Allgaier: We have an office in our house and my wife has most of the office because she does all of the bills and everything like that for the house. I’ve got a little desk in the corner and all of my stuff that I go through. I have pads, pens and paper stashed all over the house and motor home, so if I get into one of those moods where I just want to draw, I can just grab it and go to town.
Wolkin: How has your life changed since you became a father?
Allgaier: Oh man, when you become a dad or when you become a parent period, it shifts your focus. For me, I look at my daughter and I want to provide for her the best that I can. I picture my work differently. I picture my spare time differently. It has been cool to see her milestones and things that she has accomplished. She’s only almost two, but just seeing some of the things that she has been able to do and the hurdles that she has been able to overcome has been awesome. That has really changed the outlook I have on my racing career and on my life in general. I can’t imagine my life being any different.

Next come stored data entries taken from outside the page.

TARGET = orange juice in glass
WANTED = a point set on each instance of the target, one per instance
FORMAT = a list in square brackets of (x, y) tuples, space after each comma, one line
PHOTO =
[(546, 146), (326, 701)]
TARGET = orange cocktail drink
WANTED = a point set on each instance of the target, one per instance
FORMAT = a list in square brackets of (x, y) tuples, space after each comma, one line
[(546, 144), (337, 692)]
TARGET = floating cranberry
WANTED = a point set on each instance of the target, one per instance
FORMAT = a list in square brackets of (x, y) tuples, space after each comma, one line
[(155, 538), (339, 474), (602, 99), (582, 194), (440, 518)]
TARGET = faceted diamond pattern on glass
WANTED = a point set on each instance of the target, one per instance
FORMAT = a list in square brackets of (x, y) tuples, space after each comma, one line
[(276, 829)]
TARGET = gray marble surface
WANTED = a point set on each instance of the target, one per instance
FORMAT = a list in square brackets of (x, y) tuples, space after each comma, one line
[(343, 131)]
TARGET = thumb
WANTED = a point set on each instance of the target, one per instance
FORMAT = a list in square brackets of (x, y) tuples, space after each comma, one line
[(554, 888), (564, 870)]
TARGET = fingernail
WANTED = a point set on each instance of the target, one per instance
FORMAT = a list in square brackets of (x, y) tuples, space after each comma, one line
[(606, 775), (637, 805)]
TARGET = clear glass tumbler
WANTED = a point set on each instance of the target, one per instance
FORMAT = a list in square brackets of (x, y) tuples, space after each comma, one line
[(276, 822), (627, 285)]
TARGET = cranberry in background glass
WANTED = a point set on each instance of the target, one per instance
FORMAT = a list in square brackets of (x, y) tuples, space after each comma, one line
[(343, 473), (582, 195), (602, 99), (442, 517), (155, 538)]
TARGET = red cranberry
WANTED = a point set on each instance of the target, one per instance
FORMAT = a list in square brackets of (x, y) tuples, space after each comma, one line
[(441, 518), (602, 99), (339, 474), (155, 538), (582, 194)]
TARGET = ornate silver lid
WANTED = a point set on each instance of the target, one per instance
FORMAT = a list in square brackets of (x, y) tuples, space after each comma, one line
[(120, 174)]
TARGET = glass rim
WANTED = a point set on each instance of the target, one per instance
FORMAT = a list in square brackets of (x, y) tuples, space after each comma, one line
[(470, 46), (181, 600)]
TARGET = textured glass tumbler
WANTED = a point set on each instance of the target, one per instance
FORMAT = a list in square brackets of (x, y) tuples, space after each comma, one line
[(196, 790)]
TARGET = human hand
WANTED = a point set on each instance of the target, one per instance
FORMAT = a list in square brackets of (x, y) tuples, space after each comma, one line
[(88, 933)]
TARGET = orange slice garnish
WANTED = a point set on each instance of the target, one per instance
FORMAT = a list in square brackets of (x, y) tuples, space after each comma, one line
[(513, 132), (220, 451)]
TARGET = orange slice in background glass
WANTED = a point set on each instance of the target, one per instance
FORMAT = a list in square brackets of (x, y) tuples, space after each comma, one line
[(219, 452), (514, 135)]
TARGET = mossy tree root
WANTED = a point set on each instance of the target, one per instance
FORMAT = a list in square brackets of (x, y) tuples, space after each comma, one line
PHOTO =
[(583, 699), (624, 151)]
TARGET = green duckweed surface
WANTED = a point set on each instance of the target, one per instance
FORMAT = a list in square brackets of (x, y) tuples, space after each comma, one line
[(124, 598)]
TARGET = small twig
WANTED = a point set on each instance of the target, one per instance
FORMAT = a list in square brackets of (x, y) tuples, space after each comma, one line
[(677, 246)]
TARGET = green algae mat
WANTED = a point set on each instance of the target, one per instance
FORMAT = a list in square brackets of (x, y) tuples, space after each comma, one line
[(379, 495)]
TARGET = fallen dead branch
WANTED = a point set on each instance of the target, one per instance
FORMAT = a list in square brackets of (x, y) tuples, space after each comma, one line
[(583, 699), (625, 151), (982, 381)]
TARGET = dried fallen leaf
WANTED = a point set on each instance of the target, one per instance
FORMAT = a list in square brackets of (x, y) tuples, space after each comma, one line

— Ashley Allgaier (@AshleyAllgaier) June 21, 2015
Wolkin: Do you want her to be a racer?
Allgaier: My wife says no. For me, I don’t care either way. As long as she is happy doing whatever it is that she chooses. My family, particularly my dad, is very adamant that we don’t do anything unless it is our main focus. He gave me the opportunity to be a racecar driver, but if there was ever a time that I didn’t want to do it, we’d go and park it and do whatever it was that I wanted to go do. I think for my daughter, I think it is going to be the same way. If you are happy with what you do and enjoy it, it is not really like work. I want her to never have to work in her life. I want her to be happy doing whatever it is that she loves and have a career that she loves doing.
Wolkin: Heading into the final half of the season, do you feel that you can sneak into the Chase?
Allgaier: This whole win and you’re in thing for the Chase is really cool, especially being with a smaller team and having that opportunity. At the same time, we put ourselves in the best position that we believe we can be in every week. If something happens, that changes the game if you make it. I don’t know if we would make it past the first cut, but I’d be OK trying. I would definitely love to have that opportunity, but at the same time, we have a great team and we are going to keep plugging along.
Wolkin: With the rules package being what it is this year, what changes can NASCAR make to enable more passing?
Allgaier: Unfortunately, that is the age old question. Obviously, NASCAR doesn’t have an easy task in front of them. They made a rules change to slow the cars down and they ended up going faster. My personal opinion is we need to take some aero dependency off these cars. It would let us drive up next to somebody and not have their air wake or flow disrupt your car. If we can’t do that, I don’t know. It’s a tough one. It really is.